I know the games, but I lost touch with the finer details of the computers years ago – I couldn't hold down my job and at the same time keep up with such a fast-developing field as computers turned out to be.The advice that I received from experts I trust was that for games, changing the compatibility might help, but you couldn't trust it completely. Games programmers try to wring the last ounce of performance out of the machines, and almost always make use of borderline machine capabilities which are poorly documented or not documented at all. I used them myself back in the days of MS-DOS. All I can say is that Mok's patches were designed to help MM6-8 to run more reliably under the XP operating system. They weren't quite 100% – we did come across a couple of people that the patches didn't help – but they were damn' good.

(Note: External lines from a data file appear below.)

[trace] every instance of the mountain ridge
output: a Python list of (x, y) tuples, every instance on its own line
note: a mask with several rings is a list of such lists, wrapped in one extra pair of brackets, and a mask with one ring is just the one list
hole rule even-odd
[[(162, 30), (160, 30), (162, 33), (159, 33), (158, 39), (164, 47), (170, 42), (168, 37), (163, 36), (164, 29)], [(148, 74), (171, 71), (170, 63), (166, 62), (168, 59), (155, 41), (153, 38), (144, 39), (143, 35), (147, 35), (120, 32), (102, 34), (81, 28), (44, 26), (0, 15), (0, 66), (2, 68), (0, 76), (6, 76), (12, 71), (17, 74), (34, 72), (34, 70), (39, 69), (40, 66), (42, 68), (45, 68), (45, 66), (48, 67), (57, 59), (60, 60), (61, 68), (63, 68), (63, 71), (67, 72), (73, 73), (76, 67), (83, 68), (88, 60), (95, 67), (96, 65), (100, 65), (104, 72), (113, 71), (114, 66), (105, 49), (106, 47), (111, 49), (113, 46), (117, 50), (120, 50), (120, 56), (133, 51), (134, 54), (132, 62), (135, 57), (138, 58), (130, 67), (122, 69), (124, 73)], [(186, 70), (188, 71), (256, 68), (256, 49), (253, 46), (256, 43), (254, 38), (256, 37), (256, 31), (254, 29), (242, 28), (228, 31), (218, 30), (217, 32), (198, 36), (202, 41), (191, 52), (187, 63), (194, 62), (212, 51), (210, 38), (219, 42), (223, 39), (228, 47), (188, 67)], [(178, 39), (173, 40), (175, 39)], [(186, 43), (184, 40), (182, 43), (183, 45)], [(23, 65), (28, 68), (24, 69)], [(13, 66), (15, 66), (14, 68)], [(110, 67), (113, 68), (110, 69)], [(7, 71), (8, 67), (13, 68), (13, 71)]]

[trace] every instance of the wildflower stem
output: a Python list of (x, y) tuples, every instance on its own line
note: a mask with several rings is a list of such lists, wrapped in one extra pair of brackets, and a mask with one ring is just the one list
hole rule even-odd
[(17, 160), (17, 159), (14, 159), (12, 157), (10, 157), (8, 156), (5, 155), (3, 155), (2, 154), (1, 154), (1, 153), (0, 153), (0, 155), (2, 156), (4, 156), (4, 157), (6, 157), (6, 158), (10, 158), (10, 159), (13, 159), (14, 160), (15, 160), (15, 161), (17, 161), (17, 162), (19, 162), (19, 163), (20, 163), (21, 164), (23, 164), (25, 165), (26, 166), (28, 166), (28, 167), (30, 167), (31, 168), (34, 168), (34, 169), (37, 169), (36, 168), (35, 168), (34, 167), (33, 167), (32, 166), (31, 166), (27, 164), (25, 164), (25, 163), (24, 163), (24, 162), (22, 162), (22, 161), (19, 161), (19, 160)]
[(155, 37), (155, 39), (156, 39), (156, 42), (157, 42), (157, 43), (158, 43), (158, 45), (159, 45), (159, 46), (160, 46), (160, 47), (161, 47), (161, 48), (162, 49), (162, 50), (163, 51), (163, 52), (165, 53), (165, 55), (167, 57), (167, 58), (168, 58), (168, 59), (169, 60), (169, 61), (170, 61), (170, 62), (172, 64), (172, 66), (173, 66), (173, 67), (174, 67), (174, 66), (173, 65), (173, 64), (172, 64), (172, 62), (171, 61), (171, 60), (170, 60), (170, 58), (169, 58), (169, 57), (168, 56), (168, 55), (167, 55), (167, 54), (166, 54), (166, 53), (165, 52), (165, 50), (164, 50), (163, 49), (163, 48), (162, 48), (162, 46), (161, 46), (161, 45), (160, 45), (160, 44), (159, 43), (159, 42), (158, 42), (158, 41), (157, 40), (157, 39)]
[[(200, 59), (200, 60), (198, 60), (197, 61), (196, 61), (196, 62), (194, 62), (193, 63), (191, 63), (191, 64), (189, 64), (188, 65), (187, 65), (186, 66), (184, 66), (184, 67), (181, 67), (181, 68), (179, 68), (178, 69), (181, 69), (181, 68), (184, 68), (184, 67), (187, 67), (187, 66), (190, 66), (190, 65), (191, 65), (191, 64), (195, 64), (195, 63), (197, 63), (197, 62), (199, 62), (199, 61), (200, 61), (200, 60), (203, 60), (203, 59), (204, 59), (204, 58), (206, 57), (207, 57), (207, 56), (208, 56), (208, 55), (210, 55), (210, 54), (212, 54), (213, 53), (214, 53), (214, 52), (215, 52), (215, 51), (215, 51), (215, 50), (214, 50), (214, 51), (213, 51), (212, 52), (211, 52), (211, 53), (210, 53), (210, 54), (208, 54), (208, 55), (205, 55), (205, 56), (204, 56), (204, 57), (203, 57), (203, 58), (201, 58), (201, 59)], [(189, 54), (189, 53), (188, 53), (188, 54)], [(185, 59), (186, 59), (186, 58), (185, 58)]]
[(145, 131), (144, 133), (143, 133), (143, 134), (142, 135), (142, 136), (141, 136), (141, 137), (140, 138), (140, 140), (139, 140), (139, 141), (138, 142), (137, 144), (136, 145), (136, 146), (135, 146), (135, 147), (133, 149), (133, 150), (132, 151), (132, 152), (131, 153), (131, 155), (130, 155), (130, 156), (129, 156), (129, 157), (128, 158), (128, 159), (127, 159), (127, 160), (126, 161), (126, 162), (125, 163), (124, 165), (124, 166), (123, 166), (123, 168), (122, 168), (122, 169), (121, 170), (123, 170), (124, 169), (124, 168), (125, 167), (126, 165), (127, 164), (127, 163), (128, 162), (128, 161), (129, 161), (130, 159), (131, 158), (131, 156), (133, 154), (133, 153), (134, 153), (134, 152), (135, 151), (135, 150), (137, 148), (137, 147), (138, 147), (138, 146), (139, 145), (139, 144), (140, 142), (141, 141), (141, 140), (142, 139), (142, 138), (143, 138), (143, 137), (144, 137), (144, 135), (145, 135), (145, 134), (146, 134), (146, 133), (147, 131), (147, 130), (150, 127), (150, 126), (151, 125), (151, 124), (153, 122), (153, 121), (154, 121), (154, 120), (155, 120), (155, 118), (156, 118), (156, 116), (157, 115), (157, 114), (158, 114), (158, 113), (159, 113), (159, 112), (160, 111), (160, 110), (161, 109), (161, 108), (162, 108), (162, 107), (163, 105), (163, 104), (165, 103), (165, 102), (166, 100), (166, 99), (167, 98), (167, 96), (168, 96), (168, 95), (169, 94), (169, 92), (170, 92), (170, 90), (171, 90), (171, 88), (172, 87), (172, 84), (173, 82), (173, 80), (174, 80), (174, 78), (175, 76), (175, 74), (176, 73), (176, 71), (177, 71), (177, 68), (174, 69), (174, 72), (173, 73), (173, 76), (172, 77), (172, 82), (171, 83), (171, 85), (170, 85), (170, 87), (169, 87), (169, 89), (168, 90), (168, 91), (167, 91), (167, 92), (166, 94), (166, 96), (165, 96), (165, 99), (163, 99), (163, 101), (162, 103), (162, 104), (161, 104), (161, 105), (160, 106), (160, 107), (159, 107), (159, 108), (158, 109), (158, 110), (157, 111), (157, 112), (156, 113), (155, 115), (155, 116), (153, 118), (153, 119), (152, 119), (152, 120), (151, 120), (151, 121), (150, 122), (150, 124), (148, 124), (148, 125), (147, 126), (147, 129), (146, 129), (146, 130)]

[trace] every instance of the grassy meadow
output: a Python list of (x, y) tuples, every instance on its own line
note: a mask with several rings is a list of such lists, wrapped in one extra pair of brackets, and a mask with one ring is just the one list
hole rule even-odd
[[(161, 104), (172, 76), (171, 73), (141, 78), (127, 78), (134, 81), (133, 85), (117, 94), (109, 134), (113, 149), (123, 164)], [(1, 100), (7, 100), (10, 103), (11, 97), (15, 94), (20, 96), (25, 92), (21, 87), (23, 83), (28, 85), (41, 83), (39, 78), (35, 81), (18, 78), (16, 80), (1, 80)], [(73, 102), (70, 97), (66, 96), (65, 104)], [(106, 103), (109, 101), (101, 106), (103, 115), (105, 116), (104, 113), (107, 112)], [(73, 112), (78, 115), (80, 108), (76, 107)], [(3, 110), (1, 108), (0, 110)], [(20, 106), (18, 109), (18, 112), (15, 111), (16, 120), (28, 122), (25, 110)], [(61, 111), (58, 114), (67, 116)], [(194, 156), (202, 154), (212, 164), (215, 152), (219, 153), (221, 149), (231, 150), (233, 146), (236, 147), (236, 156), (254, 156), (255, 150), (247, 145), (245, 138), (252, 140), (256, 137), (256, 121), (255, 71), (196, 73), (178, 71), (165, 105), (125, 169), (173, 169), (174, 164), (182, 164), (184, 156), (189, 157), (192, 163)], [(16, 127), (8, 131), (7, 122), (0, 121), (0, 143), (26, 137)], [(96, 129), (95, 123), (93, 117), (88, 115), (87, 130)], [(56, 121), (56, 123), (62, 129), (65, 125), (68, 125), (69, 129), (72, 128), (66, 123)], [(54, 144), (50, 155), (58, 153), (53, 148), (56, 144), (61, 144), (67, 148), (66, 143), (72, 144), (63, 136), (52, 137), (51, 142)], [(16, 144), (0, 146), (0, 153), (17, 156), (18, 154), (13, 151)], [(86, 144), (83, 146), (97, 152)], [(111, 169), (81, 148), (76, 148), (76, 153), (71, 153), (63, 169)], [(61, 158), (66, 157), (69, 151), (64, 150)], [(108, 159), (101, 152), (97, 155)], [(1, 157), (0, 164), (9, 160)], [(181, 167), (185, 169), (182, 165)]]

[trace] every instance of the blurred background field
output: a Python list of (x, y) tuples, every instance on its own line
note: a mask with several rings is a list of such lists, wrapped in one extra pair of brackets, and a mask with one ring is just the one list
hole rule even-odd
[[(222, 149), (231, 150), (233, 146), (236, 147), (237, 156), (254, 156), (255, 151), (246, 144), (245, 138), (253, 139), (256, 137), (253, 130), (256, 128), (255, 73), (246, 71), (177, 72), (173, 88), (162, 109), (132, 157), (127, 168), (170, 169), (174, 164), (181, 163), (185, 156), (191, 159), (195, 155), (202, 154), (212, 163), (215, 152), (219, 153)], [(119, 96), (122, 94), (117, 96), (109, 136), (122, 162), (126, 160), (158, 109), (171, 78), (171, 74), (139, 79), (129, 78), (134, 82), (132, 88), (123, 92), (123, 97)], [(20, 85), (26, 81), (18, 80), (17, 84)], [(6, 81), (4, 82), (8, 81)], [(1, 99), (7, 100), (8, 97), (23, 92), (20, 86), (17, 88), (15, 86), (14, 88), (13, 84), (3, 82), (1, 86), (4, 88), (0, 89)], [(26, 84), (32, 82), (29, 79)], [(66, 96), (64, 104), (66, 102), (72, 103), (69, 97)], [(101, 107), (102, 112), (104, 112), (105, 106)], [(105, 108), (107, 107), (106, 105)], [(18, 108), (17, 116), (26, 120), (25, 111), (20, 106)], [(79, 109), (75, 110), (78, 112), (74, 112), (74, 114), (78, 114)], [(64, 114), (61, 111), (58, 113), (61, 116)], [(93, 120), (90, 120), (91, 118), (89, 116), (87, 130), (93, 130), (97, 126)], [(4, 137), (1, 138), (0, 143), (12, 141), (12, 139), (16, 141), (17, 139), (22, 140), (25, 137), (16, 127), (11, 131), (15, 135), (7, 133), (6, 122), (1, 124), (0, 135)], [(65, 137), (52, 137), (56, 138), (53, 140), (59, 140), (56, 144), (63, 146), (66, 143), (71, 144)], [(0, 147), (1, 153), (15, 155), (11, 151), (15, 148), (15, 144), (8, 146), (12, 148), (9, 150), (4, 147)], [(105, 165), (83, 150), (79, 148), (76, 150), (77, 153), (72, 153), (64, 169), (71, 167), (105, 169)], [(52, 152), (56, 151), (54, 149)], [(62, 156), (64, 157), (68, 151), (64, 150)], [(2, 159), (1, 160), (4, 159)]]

So I would guess that a Mok-patched game combined with XP compatibility would probably give you the best chance of running the games, but I can't guarantee it'll work.
As computers advance, they get further and further away from the operating systems these games were designed to run under. For example, I still have the discs to install a Win98 operating system (which is what most of the later MM games were designed to run under), but I can't install Win98 at all on my current equipment. That's why I've kept some of my old boxes. I still dig out my vintage 1999 laptop occasionally to run MM6-8 on a fully compatible machine – it's the only computer I've got which will still let me find all the treasures hidden in these games.